# Happy Friday!



## DB1 (Jan 20, 2012)

My son was taking pictures of Dudley, most of which were deleted (mean mummy), I don't usually like pictures with the flash as it totally changes the colour and look of Dudley's coat - but this one was just so funny, a really daft smiley dog, and what with having poorly poo's on the forum this week I thought we could do with some silly pics - lets post pictures that you just can't help smiling at....


----------



## RuthMill (Jun 30, 2012)

Brill Dawn! Like a drink old man


----------



## Lindor (Feb 3, 2014)

Hola! My little mexican poo


----------



## Minnie (Jun 8, 2012)

Two Football Poo's


----------



## dio.ren (Jan 18, 2013)

OMG love that Dudley pic..he looks like he had a few. So cute


----------



## Nanci (Mar 1, 2012)

Happy that Willow is better!!!


Anybody feel free to rotate this picture to unright position!!


----------



## 2ndhandgal (Aug 29, 2011)

Great pictures - especially Dudley 

Here is Molly looking just a bit pleased with herself


----------



## dio.ren (Jan 18, 2013)

A crazy eye for Dawn and then with her Pepsi hat


----------



## emjon123 (Apr 9, 2013)

Bailey getting ready for Ascot.


----------



## DB1 (Jan 20, 2012)

dio.ren said:


> A crazy eye for Dawn and then with her Pepsi hat


Love the crazy eye!


----------



## Mazzapoo (Jul 28, 2013)

Dawn that's a fantastic photo! He reminds me of the lion in the wizard of Oz (but better looking)


----------



## DB1 (Jan 20, 2012)

Mazzapoo said:


> Dawn that's a fantastic photo!
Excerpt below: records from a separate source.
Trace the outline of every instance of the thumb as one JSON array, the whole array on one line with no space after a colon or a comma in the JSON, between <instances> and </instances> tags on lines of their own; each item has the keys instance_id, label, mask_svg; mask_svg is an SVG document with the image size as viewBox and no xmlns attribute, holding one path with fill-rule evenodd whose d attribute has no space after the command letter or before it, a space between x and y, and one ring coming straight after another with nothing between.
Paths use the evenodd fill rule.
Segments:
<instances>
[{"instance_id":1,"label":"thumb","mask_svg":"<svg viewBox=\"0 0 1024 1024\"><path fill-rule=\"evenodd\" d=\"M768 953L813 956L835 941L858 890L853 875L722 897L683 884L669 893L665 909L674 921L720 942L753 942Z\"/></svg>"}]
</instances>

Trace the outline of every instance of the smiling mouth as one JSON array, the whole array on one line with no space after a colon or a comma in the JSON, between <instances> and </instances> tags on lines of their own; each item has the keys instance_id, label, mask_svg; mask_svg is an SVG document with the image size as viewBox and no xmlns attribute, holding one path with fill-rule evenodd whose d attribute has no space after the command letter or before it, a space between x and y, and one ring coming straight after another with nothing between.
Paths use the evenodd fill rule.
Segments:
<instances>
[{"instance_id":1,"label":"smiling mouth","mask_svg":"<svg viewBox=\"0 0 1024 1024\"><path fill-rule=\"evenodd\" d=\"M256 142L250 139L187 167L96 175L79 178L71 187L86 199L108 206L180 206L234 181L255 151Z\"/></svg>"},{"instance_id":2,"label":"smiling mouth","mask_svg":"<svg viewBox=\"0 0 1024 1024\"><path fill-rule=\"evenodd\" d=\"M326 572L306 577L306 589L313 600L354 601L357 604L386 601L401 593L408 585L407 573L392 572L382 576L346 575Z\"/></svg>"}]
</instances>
He reminds me of the lion in the wizard of Oz (but better looking)


Ha, funny though I could picture him singing the scarecrow song instead 'if I only had a brain'...!! being mean, but we do call him Dudley nice but dim quite often, he got stuck behind the shed today!!


----------



## dio.ren (Jan 18, 2013)

The possessed eye look


----------



## Grove (Oct 17, 2012)

Gandhi's dressed to impress for going out tonight to a barbecue


----------



## PoppyLove (May 26, 2014)

This is one of Poppy sporting the classic guilty look:


----------



## Tinman (Apr 23, 2013)

dio.ren said:


> The possessed eye look


The best look.....
AND she's ON the bed 
Xx


----------



## dio.ren (Jan 18, 2013)

PoppyLove said:


> This is one of Poppy sporting the classic guilty look:


So cute  caught in the act!


----------



## Tressa (Aug 31, 2010)

Oh, they are all so gorgeous. Loving these funny pics.


----------